Actually, I have the feeling that most Amercian city product authors never made the effort to look at a RL medieval or early Renaissance city map. The maps are most of the time that far off anything resembling reality that it's ridiculous. Yes, it's fantasy, but it looks like most authors just take other fantasy publications as inspiration; which is a pity.


----------



## elmuthalleth (Jun 25, 2006)

Thank you for the feedback . 

Tea blueace links don't work . Can you help me ?


----------



## Turjan (Jun 25, 2006)

elmuthalleth said:
			
		

> Tea blueace links don't work . Can you help me ?
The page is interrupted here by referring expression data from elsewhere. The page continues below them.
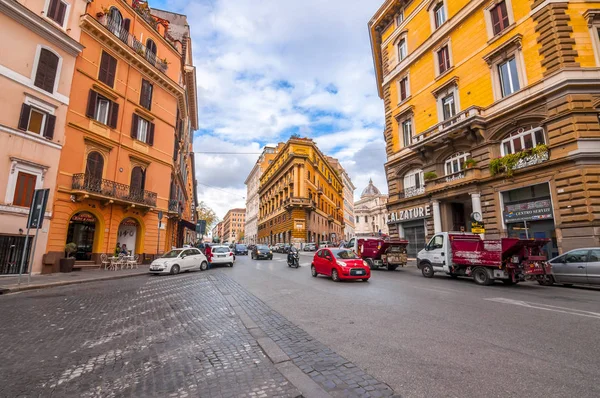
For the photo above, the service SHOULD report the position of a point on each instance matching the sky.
(267, 69)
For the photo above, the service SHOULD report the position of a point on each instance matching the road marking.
(546, 307)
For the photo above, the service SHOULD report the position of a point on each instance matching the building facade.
(301, 196)
(371, 212)
(234, 224)
(36, 74)
(132, 111)
(252, 202)
(491, 113)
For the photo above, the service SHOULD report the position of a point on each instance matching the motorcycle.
(293, 259)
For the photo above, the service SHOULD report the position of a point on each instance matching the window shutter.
(114, 115)
(49, 129)
(134, 126)
(91, 109)
(151, 134)
(24, 118)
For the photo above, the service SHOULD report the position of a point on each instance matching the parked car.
(340, 264)
(310, 247)
(241, 249)
(222, 255)
(178, 260)
(579, 266)
(262, 251)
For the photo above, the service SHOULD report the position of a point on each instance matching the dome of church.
(370, 190)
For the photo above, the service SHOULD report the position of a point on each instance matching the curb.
(15, 289)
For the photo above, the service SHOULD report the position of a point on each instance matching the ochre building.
(491, 112)
(301, 196)
(129, 126)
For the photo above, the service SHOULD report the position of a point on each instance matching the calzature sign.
(409, 214)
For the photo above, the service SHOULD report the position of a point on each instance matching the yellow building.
(301, 196)
(491, 110)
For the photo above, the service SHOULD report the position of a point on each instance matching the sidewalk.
(9, 284)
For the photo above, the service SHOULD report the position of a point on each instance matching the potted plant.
(430, 175)
(67, 263)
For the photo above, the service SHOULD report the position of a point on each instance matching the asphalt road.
(441, 337)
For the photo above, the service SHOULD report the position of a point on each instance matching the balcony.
(111, 190)
(463, 123)
(117, 29)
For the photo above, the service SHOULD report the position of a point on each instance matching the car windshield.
(345, 254)
(172, 254)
They work nicely for me. If the links within the pictures don't work for you (they do for me), the one at the bottom of the post certainly does.


----------



## elmuthalleth (Jun 25, 2006)

Neither . 

I tried to go directly in the aidedd site but is says " site not found "


----------



## Eosin the Red (Jun 25, 2006)

This is the town of Northrun, part of The Last Dominion setting for Hero System.

I gotta give props to the stunning maps above. Holy smokes some of them are stunning. They give me lotsa good ideas for a map that I am woking on (when I can get off the net).


----------



## Turjan (Jun 25, 2006)

elmuthalleth said:
			
		

> Neither .
> 
> I tried to go directly in the aidedd site but is says " site not found "



Weird. Works perfectly for me, even at this moment.

Anyway, to add something productive: Here are some Dutch city maps, though from around 1652. Most of the maps are clearly baroque, but a few look still medieval, like the Haarlem one (the jpg files are much larger, btw).


----------



## elmuthalleth (Jun 25, 2006)

Thank you all . The maps are beautiful . 

'll try later to link into the french maps . 

Ehi , I'm in Italy , way closer to France than the States and the links don't work 

Weird , yes


----------



## Blueace (Jun 25, 2006)

elmuthalleth said:
			
		

> 'll try later to link into the french maps



The link works for me... In case it's a BBcode pb for you, here are the links:

http://www.aidedd.org/laelith-f99/ville-t1581.html
and
http://www.aidedd.org/laelith-f99/azil-t1611.html
http://www.aidedd.org/laelith-f99/egonzasthan-la-basse-t1613.html
http://www.aidedd.org/laelith-f99/goracht-t1614.html
http://www.aidedd.org/laelith-f99/olizeyna-t1616.html
http://www.aidedd.org/laelith-f99/paltimoleven-t1617.html
http://www.aidedd.org/laelith-f99/souleyna-t1620.html

Note that's originaly there are not fantasy cities, but *real * reconstitutions of french ones.


----------